How can a home equity loan help me?
The nice thing about a home equity loan is that you do not need a reason to obtain one. Lenders will provide you with a home equity loan if you meet their qualifications. A home equity loan is really a built-in safety net that can help you out during difficult times. Let's say you are suddenly laid-off and you only have enough money in savings to support your family for 3 months. What will you do if you do not have any money in savings after 3 months and you still don't have a job? This is when a home equity loan can really help you out. A home equity loan can cover your cost of living expenses until you are able to find a job and then you can start paying back the money. Do not let your credit card debt and other unsecured debt exceed your home equity. You should always have enough equity in your home that can bail you out if you get in over your head with other debt. Plus, having a large amount of equity in your home can really help your family out if you or someone you love is diagnosed with an illness. The money from your home can pay for the expensive medical costs.
A home equity loan isn't for everyone. People with spending problems can really injure their financial future if they start borrowing against their home. Instead of looking at home equity as a lifesaver, they are using it to fuel their spending addiction. They can easily borrow more money than they need and can lose their home if they cannot afford to pay back the money they borrow.

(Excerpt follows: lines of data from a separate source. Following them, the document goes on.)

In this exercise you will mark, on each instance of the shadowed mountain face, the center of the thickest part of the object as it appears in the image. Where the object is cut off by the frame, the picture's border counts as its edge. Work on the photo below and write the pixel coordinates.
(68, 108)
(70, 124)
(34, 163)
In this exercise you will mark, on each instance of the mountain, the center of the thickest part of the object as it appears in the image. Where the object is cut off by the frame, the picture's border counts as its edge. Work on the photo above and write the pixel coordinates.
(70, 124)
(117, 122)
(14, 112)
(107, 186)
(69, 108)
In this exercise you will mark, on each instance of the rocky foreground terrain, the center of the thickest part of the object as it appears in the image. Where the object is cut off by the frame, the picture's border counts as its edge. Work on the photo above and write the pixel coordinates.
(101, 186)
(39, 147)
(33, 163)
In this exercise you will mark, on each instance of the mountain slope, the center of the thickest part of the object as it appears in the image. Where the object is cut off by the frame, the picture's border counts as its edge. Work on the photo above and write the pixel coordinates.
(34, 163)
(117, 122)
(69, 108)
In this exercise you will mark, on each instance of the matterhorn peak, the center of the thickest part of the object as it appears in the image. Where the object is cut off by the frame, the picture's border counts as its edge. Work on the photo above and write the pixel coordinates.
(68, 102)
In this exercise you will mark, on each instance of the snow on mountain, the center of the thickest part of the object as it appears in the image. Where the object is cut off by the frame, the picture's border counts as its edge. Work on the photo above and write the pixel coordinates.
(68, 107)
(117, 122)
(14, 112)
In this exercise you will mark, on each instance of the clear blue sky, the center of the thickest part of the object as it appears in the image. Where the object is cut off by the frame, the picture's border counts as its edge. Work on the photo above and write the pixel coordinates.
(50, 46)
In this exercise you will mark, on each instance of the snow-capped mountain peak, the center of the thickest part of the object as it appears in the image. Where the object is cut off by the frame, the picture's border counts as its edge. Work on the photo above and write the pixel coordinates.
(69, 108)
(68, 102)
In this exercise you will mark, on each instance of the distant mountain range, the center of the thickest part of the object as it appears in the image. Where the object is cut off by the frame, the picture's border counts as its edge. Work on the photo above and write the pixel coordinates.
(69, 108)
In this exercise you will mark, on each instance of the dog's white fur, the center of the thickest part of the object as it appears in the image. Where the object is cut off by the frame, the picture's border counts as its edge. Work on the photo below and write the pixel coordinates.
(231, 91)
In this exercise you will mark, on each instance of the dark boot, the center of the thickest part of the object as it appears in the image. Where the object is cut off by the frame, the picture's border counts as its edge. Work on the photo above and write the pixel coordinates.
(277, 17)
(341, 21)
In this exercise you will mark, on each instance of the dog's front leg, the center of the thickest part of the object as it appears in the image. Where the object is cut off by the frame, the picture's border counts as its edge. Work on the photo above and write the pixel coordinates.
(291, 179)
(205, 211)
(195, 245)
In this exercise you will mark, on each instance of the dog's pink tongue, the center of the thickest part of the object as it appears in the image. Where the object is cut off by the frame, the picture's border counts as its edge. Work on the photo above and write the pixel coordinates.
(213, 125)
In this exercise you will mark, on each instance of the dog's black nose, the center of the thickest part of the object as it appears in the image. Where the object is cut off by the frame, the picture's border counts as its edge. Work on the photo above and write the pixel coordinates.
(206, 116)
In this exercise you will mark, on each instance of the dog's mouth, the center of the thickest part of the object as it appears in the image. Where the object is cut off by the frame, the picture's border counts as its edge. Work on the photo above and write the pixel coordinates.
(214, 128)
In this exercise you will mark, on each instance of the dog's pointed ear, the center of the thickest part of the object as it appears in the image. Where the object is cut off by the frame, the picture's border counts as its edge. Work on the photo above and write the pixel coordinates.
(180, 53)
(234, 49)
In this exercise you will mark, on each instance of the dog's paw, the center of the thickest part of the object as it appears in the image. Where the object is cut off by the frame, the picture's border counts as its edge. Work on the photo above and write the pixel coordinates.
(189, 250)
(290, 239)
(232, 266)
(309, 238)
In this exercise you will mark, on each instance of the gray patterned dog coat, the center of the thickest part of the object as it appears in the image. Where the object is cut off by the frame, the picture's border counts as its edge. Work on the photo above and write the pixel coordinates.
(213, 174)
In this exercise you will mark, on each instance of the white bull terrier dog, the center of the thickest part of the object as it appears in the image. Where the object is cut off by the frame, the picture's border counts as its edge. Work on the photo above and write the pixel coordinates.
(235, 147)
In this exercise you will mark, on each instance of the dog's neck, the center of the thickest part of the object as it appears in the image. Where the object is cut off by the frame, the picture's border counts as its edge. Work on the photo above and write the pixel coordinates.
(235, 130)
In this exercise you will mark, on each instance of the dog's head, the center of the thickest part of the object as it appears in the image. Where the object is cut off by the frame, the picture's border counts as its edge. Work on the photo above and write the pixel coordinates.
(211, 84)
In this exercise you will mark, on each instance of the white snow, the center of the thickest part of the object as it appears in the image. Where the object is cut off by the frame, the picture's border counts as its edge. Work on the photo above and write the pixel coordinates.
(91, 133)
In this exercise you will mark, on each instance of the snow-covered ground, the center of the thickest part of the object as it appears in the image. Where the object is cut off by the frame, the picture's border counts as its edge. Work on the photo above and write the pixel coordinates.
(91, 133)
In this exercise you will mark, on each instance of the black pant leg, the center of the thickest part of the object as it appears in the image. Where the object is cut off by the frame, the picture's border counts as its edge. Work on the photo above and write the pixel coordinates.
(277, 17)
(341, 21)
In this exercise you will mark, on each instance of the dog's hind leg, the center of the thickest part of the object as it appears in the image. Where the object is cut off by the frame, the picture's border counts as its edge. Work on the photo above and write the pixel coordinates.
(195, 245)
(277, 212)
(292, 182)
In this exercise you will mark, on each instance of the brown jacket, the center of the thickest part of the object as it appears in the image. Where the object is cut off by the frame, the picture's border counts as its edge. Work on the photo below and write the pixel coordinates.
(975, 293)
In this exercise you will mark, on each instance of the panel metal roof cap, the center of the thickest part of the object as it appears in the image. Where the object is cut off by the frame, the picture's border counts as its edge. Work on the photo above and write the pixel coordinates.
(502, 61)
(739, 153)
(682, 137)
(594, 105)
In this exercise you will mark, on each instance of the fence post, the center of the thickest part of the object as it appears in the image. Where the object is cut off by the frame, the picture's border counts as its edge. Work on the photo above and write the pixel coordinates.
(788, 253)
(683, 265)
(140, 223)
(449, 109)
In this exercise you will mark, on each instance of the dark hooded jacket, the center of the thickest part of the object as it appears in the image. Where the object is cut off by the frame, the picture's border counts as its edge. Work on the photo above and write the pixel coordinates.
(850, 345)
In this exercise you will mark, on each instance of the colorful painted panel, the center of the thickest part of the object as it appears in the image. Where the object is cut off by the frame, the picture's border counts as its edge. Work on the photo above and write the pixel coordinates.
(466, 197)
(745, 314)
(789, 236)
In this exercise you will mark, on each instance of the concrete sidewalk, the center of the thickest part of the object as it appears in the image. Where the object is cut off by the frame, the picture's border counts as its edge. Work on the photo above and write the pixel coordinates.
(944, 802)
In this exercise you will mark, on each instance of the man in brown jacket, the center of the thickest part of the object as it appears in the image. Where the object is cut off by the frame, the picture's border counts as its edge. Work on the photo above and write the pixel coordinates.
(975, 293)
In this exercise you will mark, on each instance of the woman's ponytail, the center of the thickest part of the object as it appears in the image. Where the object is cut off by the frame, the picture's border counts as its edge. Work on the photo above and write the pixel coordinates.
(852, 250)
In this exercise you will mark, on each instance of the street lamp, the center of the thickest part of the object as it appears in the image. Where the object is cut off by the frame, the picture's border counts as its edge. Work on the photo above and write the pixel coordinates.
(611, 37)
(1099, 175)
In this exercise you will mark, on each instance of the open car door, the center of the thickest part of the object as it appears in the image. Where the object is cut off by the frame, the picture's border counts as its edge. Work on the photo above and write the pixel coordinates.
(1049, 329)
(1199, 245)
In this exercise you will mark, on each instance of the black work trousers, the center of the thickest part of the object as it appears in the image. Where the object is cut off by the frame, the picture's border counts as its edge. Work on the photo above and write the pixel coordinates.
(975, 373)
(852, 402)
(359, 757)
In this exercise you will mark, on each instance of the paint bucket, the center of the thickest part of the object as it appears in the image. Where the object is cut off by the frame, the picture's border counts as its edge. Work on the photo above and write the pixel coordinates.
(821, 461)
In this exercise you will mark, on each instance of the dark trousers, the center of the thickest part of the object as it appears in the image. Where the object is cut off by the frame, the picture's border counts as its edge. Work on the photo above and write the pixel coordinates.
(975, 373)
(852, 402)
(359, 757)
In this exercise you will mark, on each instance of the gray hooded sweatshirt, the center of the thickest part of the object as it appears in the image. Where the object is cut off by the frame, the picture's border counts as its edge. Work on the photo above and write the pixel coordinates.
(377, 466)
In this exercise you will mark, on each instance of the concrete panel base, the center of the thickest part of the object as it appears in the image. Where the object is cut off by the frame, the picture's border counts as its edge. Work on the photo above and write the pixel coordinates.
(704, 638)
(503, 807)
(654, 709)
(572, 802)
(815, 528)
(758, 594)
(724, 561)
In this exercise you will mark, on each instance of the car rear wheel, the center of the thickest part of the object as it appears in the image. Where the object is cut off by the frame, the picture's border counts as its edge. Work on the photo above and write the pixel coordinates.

Rules to follow if you use a home equity loan
If you have decided to obtain a home equity loan, you need to keep the following rules in mind:
- Rule # 1 - Only use the money for what you need. Do not waste the money you are pulling out. Remember that your home is being used as collateral to front the loan and the last thing you need is the bank foreclosing on your home because you defaulted on the loan.
- Rule # 2 - Do not pull out more money than you need. It is easy to borrow more money than you need because the interest rates are cheap and there is usually a lot of money available. It is easy to become greedy and borrow more money. Just remember that you will need to pay back this money soon and it could be difficult for you if you borrow too much.
- Rule # 3 - Maintain a good credit rating before and after you obtain a home equity loan. You really need to be careful about your credit score as it can provide you with lower interest rates. If you have a good credit rating, it will be much easier to obtain a loan and to get lower interest rates, saving you thousands of dollars over the life of the loan.